CARLISLE       I speak to subjects and a subject speaks,

Stirred up by God thus boldly for his king.

My lord of Hereford here, whom you call king,

Is a foul traitor to proud Hereford’s king

And if you crown him, let me prophesy

The blood of English shall manure the ground

And future ages groan for this foul act.       (4.1.133-139)

 

And now Carlisle is really winding up to the climax of his speech (one more movement to go). He repeats the terms of the earlier part of his argument—I speak to subjects and a subject speaks—no one present is in a position to pass judgement on the king; they are all subjects, including Carlisle himself. But he has been stirred up by God thus boldly for his king, divinely inspired not only to speak on behalf of Richard, but to remind the assembled nobles that what they are doing is not only wrong, but illegal and, in effect, impossible. And Bolingbroke is every bit as much one of Richard’s subjects as the rest of them: my lord of Hereford here, whom you call king, is a foul traitor to proud Hereford’s king, in his assertion that he can now ascend the regal throne. Nothing Bolingbroke says or does will stop Richard being king either.

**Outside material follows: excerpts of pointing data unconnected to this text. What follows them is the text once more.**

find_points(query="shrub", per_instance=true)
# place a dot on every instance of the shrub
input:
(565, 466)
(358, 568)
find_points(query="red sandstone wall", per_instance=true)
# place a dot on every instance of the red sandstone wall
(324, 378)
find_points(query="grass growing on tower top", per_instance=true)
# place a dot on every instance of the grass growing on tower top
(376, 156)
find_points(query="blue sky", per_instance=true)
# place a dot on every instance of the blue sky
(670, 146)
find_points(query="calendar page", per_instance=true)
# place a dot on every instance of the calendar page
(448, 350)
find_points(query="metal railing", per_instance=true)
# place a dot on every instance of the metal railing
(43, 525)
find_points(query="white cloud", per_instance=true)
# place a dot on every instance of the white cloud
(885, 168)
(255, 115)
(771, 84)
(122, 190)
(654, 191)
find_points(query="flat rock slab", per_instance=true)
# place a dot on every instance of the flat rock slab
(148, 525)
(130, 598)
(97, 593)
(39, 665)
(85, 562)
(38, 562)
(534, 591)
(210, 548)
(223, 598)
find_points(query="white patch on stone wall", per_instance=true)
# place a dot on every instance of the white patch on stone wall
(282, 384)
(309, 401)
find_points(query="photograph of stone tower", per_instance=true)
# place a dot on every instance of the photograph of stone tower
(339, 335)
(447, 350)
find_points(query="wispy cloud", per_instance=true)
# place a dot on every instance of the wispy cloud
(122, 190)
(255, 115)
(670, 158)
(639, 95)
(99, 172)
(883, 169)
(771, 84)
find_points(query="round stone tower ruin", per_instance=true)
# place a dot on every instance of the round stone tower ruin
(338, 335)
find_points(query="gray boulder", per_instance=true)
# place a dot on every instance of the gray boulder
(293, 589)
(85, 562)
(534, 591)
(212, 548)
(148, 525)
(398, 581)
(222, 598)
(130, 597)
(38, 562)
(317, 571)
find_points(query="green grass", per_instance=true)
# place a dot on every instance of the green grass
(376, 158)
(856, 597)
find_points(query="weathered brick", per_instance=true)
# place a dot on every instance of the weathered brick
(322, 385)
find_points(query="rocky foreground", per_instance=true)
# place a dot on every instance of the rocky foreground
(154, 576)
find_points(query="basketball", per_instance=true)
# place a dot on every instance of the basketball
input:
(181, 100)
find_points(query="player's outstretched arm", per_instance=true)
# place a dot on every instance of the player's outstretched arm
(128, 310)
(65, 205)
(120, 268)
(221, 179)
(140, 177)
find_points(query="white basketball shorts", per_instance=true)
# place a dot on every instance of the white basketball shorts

Carlisle shifts, now, from admonition to prophecy, and in effect, to a curse. If you crown Bolingbroke, let me prophesy, there will be war, civil war, the like of which has never been seen; you will be cursed and lamented by your descendants. The blood of English shall manure the ground and future ages groan for this foul act. The future ages, as the audience would well know, were those of the Wars of the Roses, seen in the plays of the first tetralogy, as well as the rebellions of the reign of Henry IV himself. The desecrated ground, or garden, that Carlisle pictures being manured with blood has already been imagined by John of Gaunt, and by Richard himself. What Carlisle is imagining is a second Fall, a catastrophe of cosmic proportions.